Words: Chris Summers
Headed by Spencer Hickman, Death Waltz Recording Co. have been releasing a steady and consistent flow of re-issued magic for the last two years. Horror soundtracks are their trade (with the odd curveball thrown in on the way) and they have so far released classics from the likes of Fabio Frizzi, Michael Andrews, Johan Soderqvist, Goblin and the man in the spotlight here, John Carpenter. Always limited with bespoke artwork (Dinos Chapman recently illustrated their reissue of ‘The Fog’) and pressed and manufactured with the utmost care and respect, Death Waltz are doing it right.
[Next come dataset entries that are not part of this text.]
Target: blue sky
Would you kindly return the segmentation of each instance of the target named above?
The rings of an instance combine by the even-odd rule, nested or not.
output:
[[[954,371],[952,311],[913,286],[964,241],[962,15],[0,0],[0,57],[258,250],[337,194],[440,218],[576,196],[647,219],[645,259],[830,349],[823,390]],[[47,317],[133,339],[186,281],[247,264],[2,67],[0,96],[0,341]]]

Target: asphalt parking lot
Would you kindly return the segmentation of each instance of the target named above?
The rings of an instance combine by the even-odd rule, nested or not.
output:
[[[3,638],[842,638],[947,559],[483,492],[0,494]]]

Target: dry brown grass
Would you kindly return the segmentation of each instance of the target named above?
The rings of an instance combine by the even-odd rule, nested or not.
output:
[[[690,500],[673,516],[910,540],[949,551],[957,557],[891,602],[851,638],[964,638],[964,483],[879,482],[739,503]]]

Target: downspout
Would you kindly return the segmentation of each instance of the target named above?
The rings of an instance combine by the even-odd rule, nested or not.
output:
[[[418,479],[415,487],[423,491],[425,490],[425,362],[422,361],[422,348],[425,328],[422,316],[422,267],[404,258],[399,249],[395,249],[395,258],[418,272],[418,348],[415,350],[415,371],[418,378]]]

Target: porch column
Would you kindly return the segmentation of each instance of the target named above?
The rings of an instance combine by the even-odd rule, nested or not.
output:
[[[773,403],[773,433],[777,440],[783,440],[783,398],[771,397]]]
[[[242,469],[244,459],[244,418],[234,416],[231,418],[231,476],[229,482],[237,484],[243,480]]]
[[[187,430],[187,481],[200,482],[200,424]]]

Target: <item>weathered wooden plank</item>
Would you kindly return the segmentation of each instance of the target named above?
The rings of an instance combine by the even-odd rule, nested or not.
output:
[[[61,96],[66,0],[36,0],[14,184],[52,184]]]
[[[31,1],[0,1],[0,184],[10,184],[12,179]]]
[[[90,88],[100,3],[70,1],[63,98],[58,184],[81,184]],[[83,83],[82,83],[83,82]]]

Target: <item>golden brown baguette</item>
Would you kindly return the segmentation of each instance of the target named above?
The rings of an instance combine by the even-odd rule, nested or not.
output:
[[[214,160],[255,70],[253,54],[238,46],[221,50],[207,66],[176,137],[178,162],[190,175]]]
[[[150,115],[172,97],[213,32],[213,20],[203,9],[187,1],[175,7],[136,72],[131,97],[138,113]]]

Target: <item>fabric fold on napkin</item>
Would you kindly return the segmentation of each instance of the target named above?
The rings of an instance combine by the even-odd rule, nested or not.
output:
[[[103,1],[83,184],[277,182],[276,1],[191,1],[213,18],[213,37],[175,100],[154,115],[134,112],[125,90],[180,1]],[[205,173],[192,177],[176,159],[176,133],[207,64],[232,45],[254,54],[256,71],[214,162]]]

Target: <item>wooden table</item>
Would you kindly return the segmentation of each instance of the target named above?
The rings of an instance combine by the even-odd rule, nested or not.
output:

This time round, Death Waltz have overseen the remastered, limited reissue of Assault On Precinct 13, a film Carpenter cast, wrote, edited, scored and directed in 1976 and his first 35mm Panavision feature. Influenced by Howard Hawks’ ‘Rio Bravo’ it tells the story of a police precinct under siege, but while the film has gone to to become a cult classic, it’s the score that elevates it from being a straight up cops and robbers flick to something else entirely.
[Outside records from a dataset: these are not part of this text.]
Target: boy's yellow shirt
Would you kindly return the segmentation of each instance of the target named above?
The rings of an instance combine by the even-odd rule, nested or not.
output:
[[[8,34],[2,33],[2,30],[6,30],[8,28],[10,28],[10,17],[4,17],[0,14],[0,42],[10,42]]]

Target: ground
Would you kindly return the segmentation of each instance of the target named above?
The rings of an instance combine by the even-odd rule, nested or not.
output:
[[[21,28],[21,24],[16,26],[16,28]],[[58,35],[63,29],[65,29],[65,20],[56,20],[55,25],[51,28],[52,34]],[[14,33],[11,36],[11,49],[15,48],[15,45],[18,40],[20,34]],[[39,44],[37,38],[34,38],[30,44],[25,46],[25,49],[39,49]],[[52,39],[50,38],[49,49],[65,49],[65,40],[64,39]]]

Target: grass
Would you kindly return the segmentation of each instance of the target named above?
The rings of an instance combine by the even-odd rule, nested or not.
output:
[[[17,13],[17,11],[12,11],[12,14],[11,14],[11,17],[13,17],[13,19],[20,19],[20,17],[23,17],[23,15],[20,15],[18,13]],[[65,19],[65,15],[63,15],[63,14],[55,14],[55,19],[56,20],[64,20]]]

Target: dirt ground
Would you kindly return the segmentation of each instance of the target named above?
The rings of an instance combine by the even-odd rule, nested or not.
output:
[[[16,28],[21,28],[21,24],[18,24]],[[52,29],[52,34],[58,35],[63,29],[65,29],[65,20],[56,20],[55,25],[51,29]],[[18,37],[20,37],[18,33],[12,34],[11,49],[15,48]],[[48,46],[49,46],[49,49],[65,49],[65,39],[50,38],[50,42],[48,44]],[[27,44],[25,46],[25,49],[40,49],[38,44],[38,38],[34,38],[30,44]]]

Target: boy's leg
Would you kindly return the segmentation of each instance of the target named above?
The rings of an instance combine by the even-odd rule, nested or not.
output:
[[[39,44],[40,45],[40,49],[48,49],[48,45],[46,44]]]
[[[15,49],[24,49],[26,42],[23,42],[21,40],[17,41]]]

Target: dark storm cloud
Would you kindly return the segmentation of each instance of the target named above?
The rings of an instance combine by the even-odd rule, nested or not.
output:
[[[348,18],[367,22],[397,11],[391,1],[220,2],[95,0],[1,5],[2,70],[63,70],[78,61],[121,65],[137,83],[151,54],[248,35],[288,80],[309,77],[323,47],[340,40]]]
Often imitated never bettered, the formula is simple, emotive and repetitive, succeeding as a stand alone album in its own right, put together with a speed and vigour of the brashest DIY recordings. Recorded in just one day, Carpenter borrowed the gear from Dan Wyman, the electronic music instructor at USC and set about creating a set of real menace and suspense. It’s machine music with soul, short and sweet but never loose. Tracks appear and reappear throughout, but the drum machine doesn’t change. It twists and turns and phases in and out of each melody, before returning to repeated refrains that play on the fear and foreboding of familiarity.
According to Carpenter, the main title theme is based on Led Zeppelin’s ‘Immigrant Song’, stripped back into a synthesized flow that forms the core of the whole soundtrack, sometimes with something added (‘Ice Cream Man On Edge’, ‘Second Wave’) sometimes with something taken away (‘Emergency Stop’). It has moments of charged panic (‘Lawson’s Revenge’, ‘Sanctuary’), moments of lost beauty (‘Division 13’, ‘The Windows’) and moments of pure atmosphere (‘Assault On Precinct 13’). With a minimal set up made on a modest budget, Carpenter makes a virtue of necessity on what is a masterpiece of less-is-more composition.
Pressed on 180gm vanilla vinyl, cut at 45rpm, new artwork by Jay Shaw and housed in a gatefold tip on sleeve with spot UV varnish this record is a beauty and a lesson in how all albums should look. It features an 8-page booklet with new sleeve notes from Austin Stoker, Clint Mansell, Chris Alexander and the director / composer himself, John Carpenter.
One of the most seminal electronic scores in film history has finally received the treatment it so richly deserves.